Particle pollution, also called particulate matter or PM, is one of six criteria pollutants (PM, lead, mercury, sulfur dioxide, nitrogen oxide, and ozone) regulated by the Environmental Protection Agency. PM is a complex mixture of extremely small particles and liquid droplets in the air. When inhaled, these particles can reach the deepest regions of the lungs. Exposure to particle pollution is linked to a variety of significant health problems, ranging from aggravated asthma to premature death in people with heart and lung disease. Particle pollution also is the main cause of visibility impairment in the nation's cities and national parks. Fine particles (PM2.5) are 2.5 micrometers in diameter and smaller; and inhalable coarse particles (PM10) are smaller than 10 micrometers and larger than 2.5 micrometers.
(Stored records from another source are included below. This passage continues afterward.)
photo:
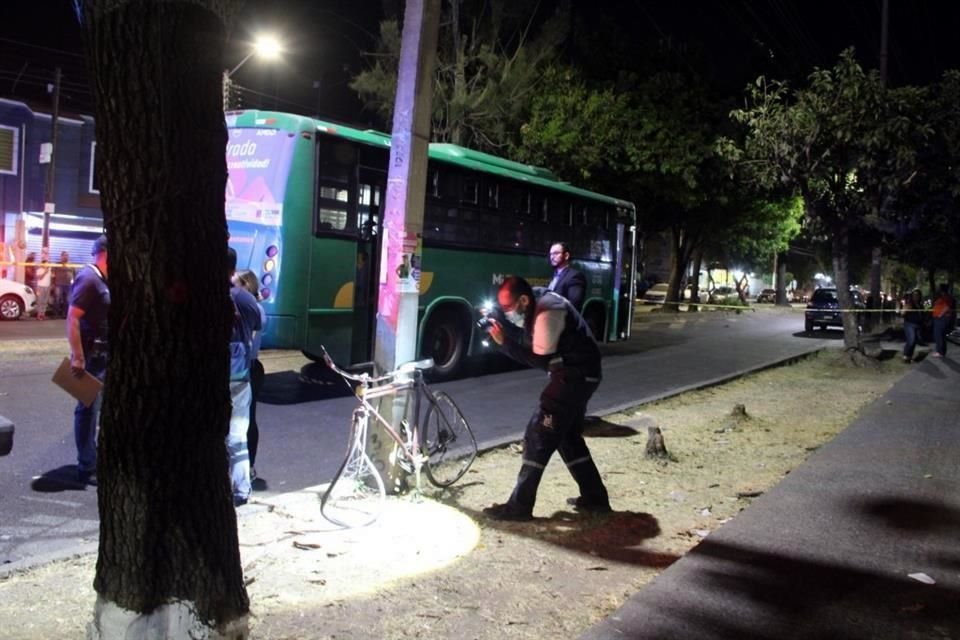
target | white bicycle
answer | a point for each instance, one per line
(442, 444)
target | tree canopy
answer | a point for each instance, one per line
(490, 62)
(845, 142)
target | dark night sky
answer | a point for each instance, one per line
(738, 39)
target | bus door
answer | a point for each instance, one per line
(625, 265)
(370, 196)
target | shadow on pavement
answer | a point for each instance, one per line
(617, 536)
(60, 479)
(290, 387)
(788, 597)
(597, 427)
(918, 516)
(823, 334)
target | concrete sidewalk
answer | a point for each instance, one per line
(861, 541)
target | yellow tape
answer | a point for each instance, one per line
(803, 309)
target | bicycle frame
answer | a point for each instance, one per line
(408, 378)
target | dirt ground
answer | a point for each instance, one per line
(439, 569)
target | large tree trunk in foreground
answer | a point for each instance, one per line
(168, 531)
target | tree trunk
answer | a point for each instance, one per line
(876, 300)
(679, 259)
(841, 272)
(169, 559)
(782, 281)
(695, 290)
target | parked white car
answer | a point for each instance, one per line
(657, 294)
(15, 299)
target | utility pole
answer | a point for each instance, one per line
(396, 337)
(876, 255)
(49, 205)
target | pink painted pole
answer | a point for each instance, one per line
(406, 187)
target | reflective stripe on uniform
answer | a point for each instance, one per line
(578, 461)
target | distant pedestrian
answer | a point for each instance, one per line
(87, 336)
(912, 322)
(944, 316)
(44, 275)
(567, 281)
(248, 280)
(30, 271)
(246, 324)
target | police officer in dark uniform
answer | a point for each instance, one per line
(548, 333)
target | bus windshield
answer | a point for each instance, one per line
(258, 165)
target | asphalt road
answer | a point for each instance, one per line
(304, 427)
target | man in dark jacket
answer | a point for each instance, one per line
(548, 333)
(567, 281)
(87, 337)
(246, 323)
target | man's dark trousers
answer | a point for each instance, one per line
(557, 425)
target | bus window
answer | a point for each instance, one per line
(493, 195)
(433, 183)
(558, 212)
(336, 206)
(368, 205)
(470, 191)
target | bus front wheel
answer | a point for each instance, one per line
(445, 340)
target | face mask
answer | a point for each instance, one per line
(515, 317)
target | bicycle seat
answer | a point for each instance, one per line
(426, 363)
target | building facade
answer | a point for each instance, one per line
(75, 214)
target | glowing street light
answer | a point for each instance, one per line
(266, 46)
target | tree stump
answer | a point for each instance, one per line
(655, 446)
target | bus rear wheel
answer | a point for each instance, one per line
(444, 340)
(11, 307)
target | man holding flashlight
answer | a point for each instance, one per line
(548, 333)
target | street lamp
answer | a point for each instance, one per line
(265, 46)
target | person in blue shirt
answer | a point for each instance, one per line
(87, 337)
(246, 324)
(249, 281)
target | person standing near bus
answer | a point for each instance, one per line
(44, 280)
(944, 314)
(87, 337)
(548, 333)
(912, 323)
(248, 280)
(246, 323)
(567, 281)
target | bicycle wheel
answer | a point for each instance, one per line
(356, 494)
(447, 441)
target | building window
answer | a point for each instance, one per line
(94, 185)
(9, 150)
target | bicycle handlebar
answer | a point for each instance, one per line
(366, 378)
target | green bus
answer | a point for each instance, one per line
(303, 207)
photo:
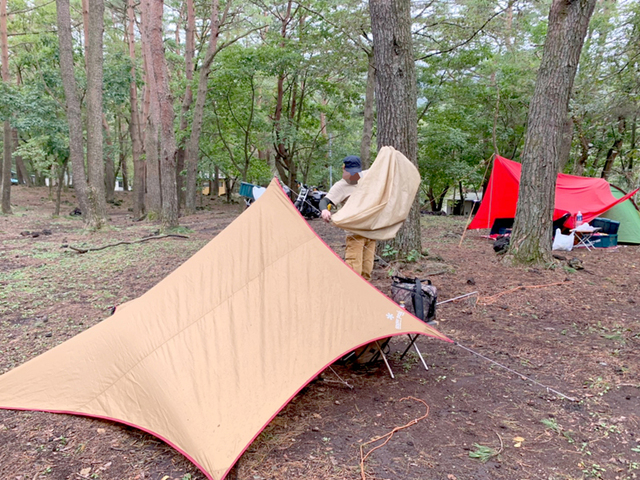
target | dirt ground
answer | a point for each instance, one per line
(575, 331)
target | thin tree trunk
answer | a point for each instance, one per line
(566, 139)
(6, 157)
(152, 167)
(95, 161)
(578, 166)
(74, 115)
(165, 100)
(369, 97)
(191, 159)
(109, 163)
(63, 170)
(188, 97)
(134, 124)
(567, 26)
(613, 152)
(21, 169)
(396, 97)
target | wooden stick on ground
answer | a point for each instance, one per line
(155, 237)
(493, 298)
(363, 457)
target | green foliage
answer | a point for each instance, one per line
(483, 453)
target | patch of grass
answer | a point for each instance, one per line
(483, 453)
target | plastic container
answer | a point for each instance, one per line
(246, 189)
(606, 225)
(604, 241)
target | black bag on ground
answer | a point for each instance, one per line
(418, 296)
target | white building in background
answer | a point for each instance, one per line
(450, 204)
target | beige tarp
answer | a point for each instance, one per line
(208, 356)
(383, 198)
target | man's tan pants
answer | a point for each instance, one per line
(359, 254)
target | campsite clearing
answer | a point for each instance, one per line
(579, 335)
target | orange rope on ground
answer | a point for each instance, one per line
(388, 435)
(493, 298)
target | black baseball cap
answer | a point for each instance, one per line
(352, 164)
In 2006, EPA tightened the 24-hour fine particle standard from 65 micrograms per cubic meter to 35 micrograms per cubic meter, while leaving the annual fine particle unchanged. EPA retained the annual fine particle standard at 15 micrograms per cubic meter. EPA retained the pre-existing 24-hour PM10 standard of 150 micrograms per cubic meter. Due to a lack of evidence linking health problems to long-term exposure to coarse particle pollution, the agency revoked the annual PM10 standard.